試合最終盤の85分、途中出場のルーキーFW大城 佑斗が思い切りよく蹴り込んだシュートが決まり、自身J初ゴールが貴重な決勝点。そのまま試合終了し、苦杯をなめることに。
翻って、今節。
「決めるべき時に決めておかないと、そのうち手痛いしっぺ返しを食らうことになる」とは、サッカーに限らずどんなスポーツにも言える教訓でしょうが、まさにそんな試合。
最終盤のロングスローからチャンスをものにせねばならないシチュエーションで、まさかの変化。強引にでも押し切らねばならなかったのに肩透かし、というその隙を突かれるように攻め込まれ。守備の対応ミスから最後は途中出場の2年目・渡邊 りょうに決められ、J初ゴールを献上。結果、そのまま試合終了。
また、このパターンかよ、と。
試合最終盤に若手にJ初ゴールを献上、なんてシチュエーションは、上記2試合だけではありません。探せば労せず出てくるでしょう。
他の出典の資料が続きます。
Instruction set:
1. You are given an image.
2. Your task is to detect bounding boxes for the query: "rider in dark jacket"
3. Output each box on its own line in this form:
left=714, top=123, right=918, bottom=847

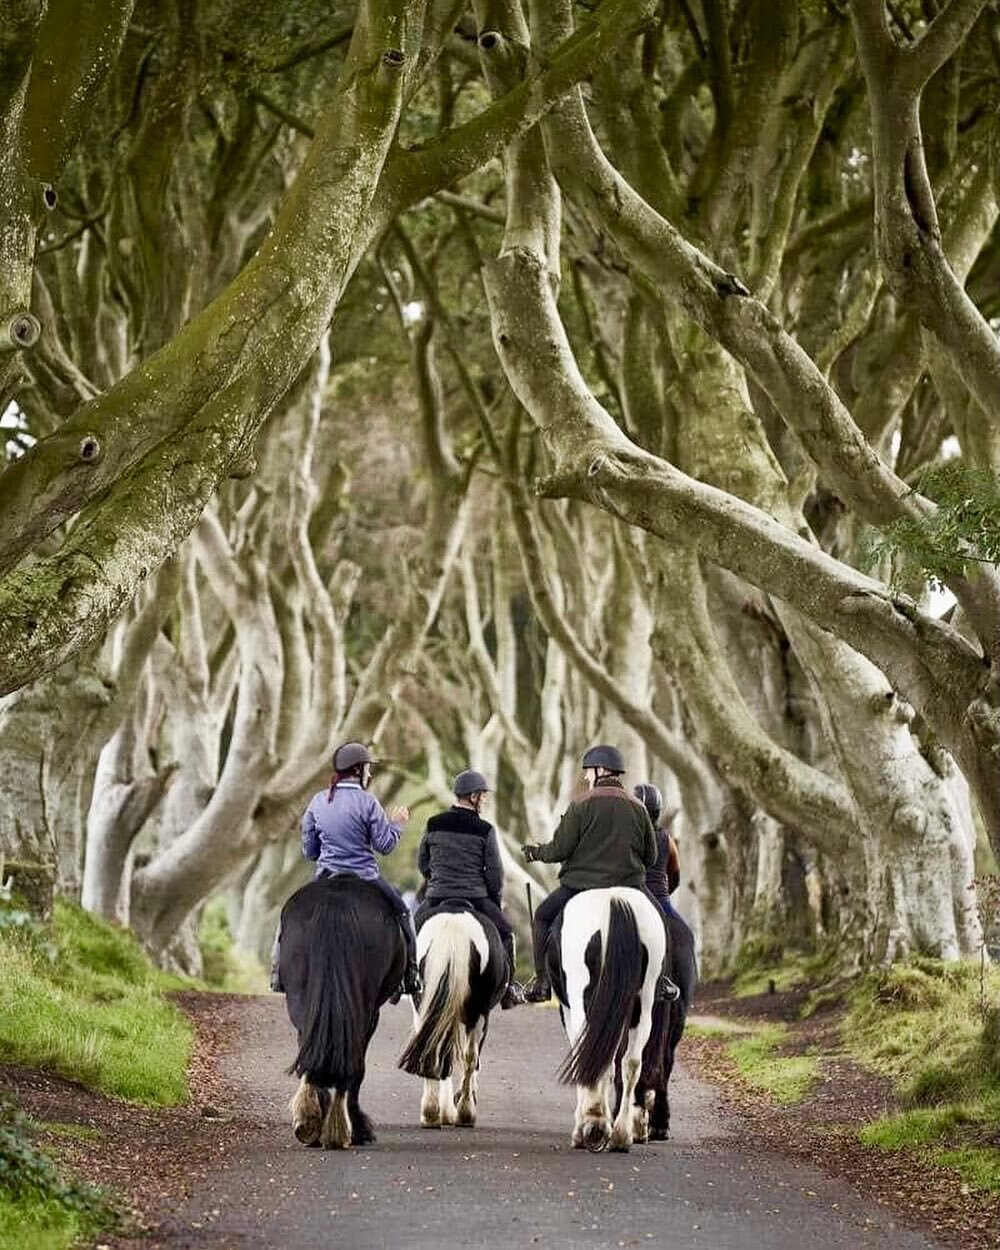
left=634, top=783, right=681, bottom=915
left=521, top=744, right=678, bottom=1004
left=415, top=770, right=525, bottom=1010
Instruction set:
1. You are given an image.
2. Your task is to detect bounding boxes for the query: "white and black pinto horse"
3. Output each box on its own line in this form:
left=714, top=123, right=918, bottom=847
left=548, top=887, right=666, bottom=1153
left=397, top=903, right=507, bottom=1129
left=281, top=875, right=405, bottom=1149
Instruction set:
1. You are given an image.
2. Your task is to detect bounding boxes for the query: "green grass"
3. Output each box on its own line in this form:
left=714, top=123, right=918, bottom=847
left=28, top=1121, right=103, bottom=1143
left=936, top=1147, right=1000, bottom=1193
left=859, top=1106, right=976, bottom=1148
left=726, top=1025, right=820, bottom=1104
left=0, top=900, right=193, bottom=1105
left=0, top=1188, right=106, bottom=1250
left=684, top=1017, right=755, bottom=1039
left=847, top=958, right=1000, bottom=1193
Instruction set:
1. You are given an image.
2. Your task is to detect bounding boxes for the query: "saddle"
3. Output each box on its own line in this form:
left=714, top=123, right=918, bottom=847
left=546, top=905, right=679, bottom=1004
left=414, top=897, right=476, bottom=931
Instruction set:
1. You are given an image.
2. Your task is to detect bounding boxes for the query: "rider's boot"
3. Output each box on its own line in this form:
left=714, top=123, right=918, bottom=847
left=499, top=934, right=525, bottom=1010
left=269, top=928, right=284, bottom=994
left=523, top=973, right=552, bottom=1004
left=655, top=969, right=681, bottom=1002
left=403, top=959, right=423, bottom=997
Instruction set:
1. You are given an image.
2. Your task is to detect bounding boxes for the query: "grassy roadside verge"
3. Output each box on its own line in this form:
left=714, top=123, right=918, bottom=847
left=0, top=899, right=197, bottom=1250
left=696, top=954, right=1000, bottom=1197
left=846, top=959, right=1000, bottom=1194
left=687, top=1017, right=821, bottom=1105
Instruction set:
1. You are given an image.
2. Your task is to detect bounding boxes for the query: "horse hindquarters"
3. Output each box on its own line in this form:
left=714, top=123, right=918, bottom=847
left=400, top=913, right=494, bottom=1128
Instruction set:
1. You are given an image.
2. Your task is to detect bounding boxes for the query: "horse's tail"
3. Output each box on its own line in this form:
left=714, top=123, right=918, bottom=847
left=287, top=893, right=366, bottom=1089
left=398, top=915, right=475, bottom=1079
left=558, top=898, right=645, bottom=1087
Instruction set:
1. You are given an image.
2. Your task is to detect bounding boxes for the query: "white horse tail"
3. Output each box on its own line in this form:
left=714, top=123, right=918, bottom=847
left=398, top=913, right=482, bottom=1079
left=558, top=898, right=645, bottom=1087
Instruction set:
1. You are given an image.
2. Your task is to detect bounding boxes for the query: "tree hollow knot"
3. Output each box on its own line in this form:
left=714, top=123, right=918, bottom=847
left=8, top=311, right=40, bottom=349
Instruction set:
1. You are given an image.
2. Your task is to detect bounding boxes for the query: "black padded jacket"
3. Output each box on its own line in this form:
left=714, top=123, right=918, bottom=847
left=418, top=806, right=504, bottom=903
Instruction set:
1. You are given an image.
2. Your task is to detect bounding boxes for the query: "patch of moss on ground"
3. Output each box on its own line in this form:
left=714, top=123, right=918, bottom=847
left=0, top=900, right=193, bottom=1105
left=729, top=945, right=838, bottom=999
left=726, top=1025, right=820, bottom=1104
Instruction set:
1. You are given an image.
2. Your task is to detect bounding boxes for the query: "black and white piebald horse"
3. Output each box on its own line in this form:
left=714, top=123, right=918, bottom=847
left=549, top=887, right=665, bottom=1153
left=398, top=903, right=507, bottom=1129
left=635, top=908, right=698, bottom=1141
left=281, top=875, right=404, bottom=1149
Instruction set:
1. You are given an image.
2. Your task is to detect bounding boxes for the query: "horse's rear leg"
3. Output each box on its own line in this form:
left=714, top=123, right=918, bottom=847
left=610, top=1055, right=642, bottom=1151
left=420, top=1078, right=442, bottom=1128
left=572, top=1079, right=612, bottom=1151
left=321, top=1088, right=353, bottom=1149
left=612, top=994, right=656, bottom=1152
left=632, top=1086, right=653, bottom=1145
left=348, top=1073, right=376, bottom=1146
left=290, top=1076, right=324, bottom=1146
left=650, top=1042, right=677, bottom=1140
left=456, top=1020, right=484, bottom=1126
left=439, top=1075, right=458, bottom=1125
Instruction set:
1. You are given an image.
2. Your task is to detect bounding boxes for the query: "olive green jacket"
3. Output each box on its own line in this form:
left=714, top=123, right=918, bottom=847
left=532, top=781, right=657, bottom=889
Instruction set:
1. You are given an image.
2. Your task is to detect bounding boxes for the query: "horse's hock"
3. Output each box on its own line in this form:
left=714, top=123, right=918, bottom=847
left=3, top=860, right=56, bottom=920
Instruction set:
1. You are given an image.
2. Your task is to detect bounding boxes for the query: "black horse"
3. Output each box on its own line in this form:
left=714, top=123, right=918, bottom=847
left=280, top=874, right=404, bottom=1149
left=636, top=908, right=699, bottom=1140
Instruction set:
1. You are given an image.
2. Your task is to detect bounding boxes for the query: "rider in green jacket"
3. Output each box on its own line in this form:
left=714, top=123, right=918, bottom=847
left=521, top=744, right=679, bottom=1004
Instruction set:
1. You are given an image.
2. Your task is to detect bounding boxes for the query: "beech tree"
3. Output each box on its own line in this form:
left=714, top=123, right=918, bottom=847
left=1, top=0, right=999, bottom=971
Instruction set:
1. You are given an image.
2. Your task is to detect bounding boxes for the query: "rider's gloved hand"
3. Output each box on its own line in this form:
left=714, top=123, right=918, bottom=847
left=521, top=844, right=541, bottom=862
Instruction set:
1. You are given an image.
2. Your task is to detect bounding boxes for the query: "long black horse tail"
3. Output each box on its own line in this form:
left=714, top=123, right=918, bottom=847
left=558, top=899, right=646, bottom=1087
left=287, top=895, right=365, bottom=1088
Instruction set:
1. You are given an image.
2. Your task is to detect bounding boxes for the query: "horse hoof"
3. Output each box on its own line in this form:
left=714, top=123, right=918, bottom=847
left=420, top=1119, right=442, bottom=1129
left=582, top=1123, right=610, bottom=1153
left=293, top=1120, right=321, bottom=1146
left=609, top=1135, right=632, bottom=1153
left=649, top=1127, right=670, bottom=1142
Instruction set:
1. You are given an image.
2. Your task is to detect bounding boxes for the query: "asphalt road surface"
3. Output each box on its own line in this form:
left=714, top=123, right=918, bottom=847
left=137, top=996, right=947, bottom=1250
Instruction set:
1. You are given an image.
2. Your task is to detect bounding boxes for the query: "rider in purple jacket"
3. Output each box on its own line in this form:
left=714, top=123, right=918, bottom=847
left=300, top=742, right=422, bottom=999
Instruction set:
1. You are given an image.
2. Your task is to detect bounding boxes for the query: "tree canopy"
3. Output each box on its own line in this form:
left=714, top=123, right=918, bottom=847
left=2, top=0, right=999, bottom=972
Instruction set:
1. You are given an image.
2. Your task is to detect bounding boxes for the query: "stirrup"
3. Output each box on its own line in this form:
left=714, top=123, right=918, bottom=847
left=655, top=971, right=681, bottom=1002
left=500, top=980, right=526, bottom=1010
left=524, top=976, right=551, bottom=1004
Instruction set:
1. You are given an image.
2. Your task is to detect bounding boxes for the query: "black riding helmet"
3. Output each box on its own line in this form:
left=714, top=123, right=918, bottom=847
left=581, top=743, right=626, bottom=774
left=454, top=769, right=490, bottom=797
left=332, top=741, right=376, bottom=772
left=633, top=783, right=662, bottom=824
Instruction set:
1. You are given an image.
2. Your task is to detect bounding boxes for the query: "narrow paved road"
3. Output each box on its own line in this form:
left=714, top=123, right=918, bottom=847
left=136, top=996, right=945, bottom=1250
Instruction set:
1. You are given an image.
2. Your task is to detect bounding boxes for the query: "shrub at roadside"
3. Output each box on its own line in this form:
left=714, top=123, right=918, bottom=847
left=0, top=1098, right=114, bottom=1250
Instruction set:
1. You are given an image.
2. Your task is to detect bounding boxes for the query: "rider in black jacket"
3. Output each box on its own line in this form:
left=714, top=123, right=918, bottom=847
left=415, top=770, right=525, bottom=1010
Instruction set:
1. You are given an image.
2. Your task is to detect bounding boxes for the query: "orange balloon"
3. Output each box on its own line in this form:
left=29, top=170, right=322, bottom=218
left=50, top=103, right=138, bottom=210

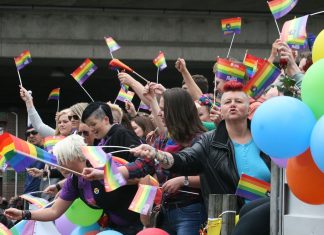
left=287, top=149, right=324, bottom=204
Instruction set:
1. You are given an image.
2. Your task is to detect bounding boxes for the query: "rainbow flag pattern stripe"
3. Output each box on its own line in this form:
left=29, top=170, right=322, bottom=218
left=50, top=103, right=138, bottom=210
left=10, top=220, right=35, bottom=235
left=48, top=88, right=60, bottom=101
left=243, top=60, right=281, bottom=98
left=0, top=223, right=12, bottom=235
left=281, top=15, right=308, bottom=50
left=112, top=156, right=129, bottom=166
left=243, top=54, right=266, bottom=79
left=14, top=50, right=32, bottom=71
left=116, top=89, right=135, bottom=103
left=221, top=17, right=241, bottom=35
left=236, top=174, right=271, bottom=201
left=44, top=136, right=65, bottom=152
left=20, top=194, right=49, bottom=208
left=81, top=146, right=106, bottom=168
left=214, top=58, right=245, bottom=83
left=267, top=0, right=298, bottom=19
left=104, top=155, right=127, bottom=192
left=153, top=51, right=167, bottom=71
left=105, top=36, right=121, bottom=52
left=129, top=184, right=158, bottom=215
left=138, top=101, right=150, bottom=111
left=71, top=58, right=97, bottom=85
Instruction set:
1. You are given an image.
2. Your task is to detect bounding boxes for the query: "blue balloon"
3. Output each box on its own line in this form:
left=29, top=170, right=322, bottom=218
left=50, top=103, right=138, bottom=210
left=97, top=230, right=123, bottom=235
left=71, top=223, right=100, bottom=235
left=310, top=116, right=324, bottom=172
left=251, top=96, right=316, bottom=158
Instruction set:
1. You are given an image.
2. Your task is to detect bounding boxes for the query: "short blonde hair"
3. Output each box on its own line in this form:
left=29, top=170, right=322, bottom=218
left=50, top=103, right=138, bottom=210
left=108, top=103, right=123, bottom=124
left=53, top=134, right=86, bottom=165
left=70, top=102, right=89, bottom=120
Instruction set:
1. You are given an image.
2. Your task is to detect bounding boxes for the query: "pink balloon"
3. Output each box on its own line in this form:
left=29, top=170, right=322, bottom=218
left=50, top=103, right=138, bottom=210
left=55, top=214, right=77, bottom=235
left=271, top=157, right=287, bottom=168
left=137, top=228, right=169, bottom=235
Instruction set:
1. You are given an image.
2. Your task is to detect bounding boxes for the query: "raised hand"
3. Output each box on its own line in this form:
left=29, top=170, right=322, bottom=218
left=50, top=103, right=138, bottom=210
left=82, top=168, right=104, bottom=181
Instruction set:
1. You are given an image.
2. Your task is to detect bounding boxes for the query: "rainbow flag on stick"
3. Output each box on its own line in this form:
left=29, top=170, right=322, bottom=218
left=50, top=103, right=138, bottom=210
left=48, top=88, right=60, bottom=101
left=221, top=17, right=241, bottom=35
left=71, top=59, right=97, bottom=85
left=267, top=0, right=298, bottom=19
left=153, top=51, right=167, bottom=71
left=104, top=155, right=127, bottom=192
left=243, top=60, right=281, bottom=98
left=129, top=184, right=158, bottom=215
left=243, top=53, right=266, bottom=79
left=104, top=37, right=121, bottom=53
left=112, top=156, right=129, bottom=166
left=0, top=222, right=12, bottom=235
left=281, top=15, right=309, bottom=50
left=116, top=89, right=135, bottom=103
left=81, top=146, right=107, bottom=168
left=20, top=194, right=49, bottom=208
left=14, top=50, right=32, bottom=71
left=214, top=58, right=246, bottom=83
left=236, top=174, right=271, bottom=201
left=44, top=136, right=65, bottom=153
left=138, top=101, right=150, bottom=111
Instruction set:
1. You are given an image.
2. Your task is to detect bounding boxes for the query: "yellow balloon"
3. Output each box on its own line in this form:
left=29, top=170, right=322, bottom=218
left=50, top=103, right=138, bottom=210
left=312, top=29, right=324, bottom=63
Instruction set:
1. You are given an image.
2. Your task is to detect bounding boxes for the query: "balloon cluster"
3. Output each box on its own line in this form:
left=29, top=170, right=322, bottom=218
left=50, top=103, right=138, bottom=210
left=251, top=30, right=324, bottom=205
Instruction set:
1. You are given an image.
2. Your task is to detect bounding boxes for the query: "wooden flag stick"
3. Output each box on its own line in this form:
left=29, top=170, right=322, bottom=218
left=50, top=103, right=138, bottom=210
left=133, top=71, right=150, bottom=83
left=226, top=33, right=236, bottom=58
left=78, top=83, right=94, bottom=102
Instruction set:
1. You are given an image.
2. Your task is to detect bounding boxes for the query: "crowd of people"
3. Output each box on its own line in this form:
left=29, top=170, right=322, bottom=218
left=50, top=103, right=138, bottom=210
left=1, top=38, right=312, bottom=235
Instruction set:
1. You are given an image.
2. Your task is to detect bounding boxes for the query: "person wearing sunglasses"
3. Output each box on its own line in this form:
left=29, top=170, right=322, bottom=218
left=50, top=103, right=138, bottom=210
left=78, top=122, right=95, bottom=145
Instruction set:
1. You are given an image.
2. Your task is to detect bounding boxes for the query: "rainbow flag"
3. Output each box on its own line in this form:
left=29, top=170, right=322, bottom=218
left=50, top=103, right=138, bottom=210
left=243, top=60, right=281, bottom=98
left=20, top=194, right=49, bottom=208
left=235, top=174, right=271, bottom=201
left=138, top=101, right=150, bottom=111
left=44, top=136, right=65, bottom=153
left=153, top=51, right=167, bottom=71
left=129, top=184, right=158, bottom=215
left=0, top=223, right=12, bottom=235
left=116, top=89, right=135, bottom=103
left=47, top=88, right=60, bottom=101
left=267, top=0, right=298, bottom=19
left=71, top=58, right=97, bottom=85
left=104, top=36, right=121, bottom=53
left=10, top=220, right=36, bottom=235
left=14, top=50, right=32, bottom=71
left=281, top=15, right=309, bottom=50
left=243, top=53, right=266, bottom=79
left=112, top=156, right=129, bottom=166
left=214, top=58, right=246, bottom=83
left=121, top=84, right=129, bottom=92
left=221, top=17, right=241, bottom=35
left=104, top=155, right=126, bottom=192
left=81, top=146, right=106, bottom=168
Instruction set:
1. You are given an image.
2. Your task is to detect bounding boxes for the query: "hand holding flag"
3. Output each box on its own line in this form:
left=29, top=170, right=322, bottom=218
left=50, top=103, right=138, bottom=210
left=109, top=59, right=149, bottom=83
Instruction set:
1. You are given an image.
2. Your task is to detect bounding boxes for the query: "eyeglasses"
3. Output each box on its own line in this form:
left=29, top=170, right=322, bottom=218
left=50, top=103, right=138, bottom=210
left=68, top=115, right=80, bottom=121
left=25, top=130, right=38, bottom=137
left=78, top=131, right=89, bottom=137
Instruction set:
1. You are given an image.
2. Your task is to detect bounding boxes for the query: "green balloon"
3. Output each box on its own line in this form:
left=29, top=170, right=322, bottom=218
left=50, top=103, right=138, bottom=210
left=65, top=198, right=103, bottom=226
left=301, top=59, right=324, bottom=119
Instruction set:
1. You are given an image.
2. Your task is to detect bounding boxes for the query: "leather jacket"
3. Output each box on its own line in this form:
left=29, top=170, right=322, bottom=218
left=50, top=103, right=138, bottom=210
left=170, top=120, right=271, bottom=210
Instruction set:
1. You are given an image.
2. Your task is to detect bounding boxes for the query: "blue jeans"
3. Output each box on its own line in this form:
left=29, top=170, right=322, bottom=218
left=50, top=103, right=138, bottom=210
left=160, top=202, right=207, bottom=235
業腹ながら。
そうしなければならないルールでもあるのか?というくらいに。
決めるべきときに決められなかったがために勝てなかったーーー結果論ではありますが、そういった試合がもう少し少なかったならば、去年後半の実力をもってすれば昇格出来ていたでしょう。
そんな苦い経験を踏まえて臨む、今シーズン。
だというのに。
また、繰り返すのか?
繰り返した先に待つのは、頑張っても報われずじまいという結果でしかないことは、明白です。
覆水盆に返らず。悔やんだところで、得られなかった勝ち点を取り戻すことはできません。
こんな、悪い意味でのいつも通りを繰り返していては、優勝などできはしないーーー敗戦という苦い経験をもって、身に染みたならば。
悔しかったら、勝て!
できるのは、きちんと悔しいと思うこと。それをバネにして、勝利につなげること。
次に頑張ればいい、なんて甘さでは、悪い意味でのいつも通りを繰り返すだけです。今節のように。
目先の結果に一喜一憂するな?もっと大局を見ろ?
逆でしょう。
優勝を本気で目指す、そんな大局を見据えるならば。目先の1勝を死に物狂いで奪い取らねばならないことは必定。むしろ、それなくして勝利は積み上げられないと言い切って良いかと。
だったら、やり抜くよりほかないでしょうが。
中3日で、3連勝かつ無失点という完璧なスタートダッシュを決めた秋田と対戦する次節。
悪い意味でのいつも通りを繰り返すようなら、勝機はありません。
迷っている暇は、無い。
ただ、ガムシャラに勝ちに行く。そして、待たせ続けている県総での歓喜を、ファン・サポーターに届けねばなりません。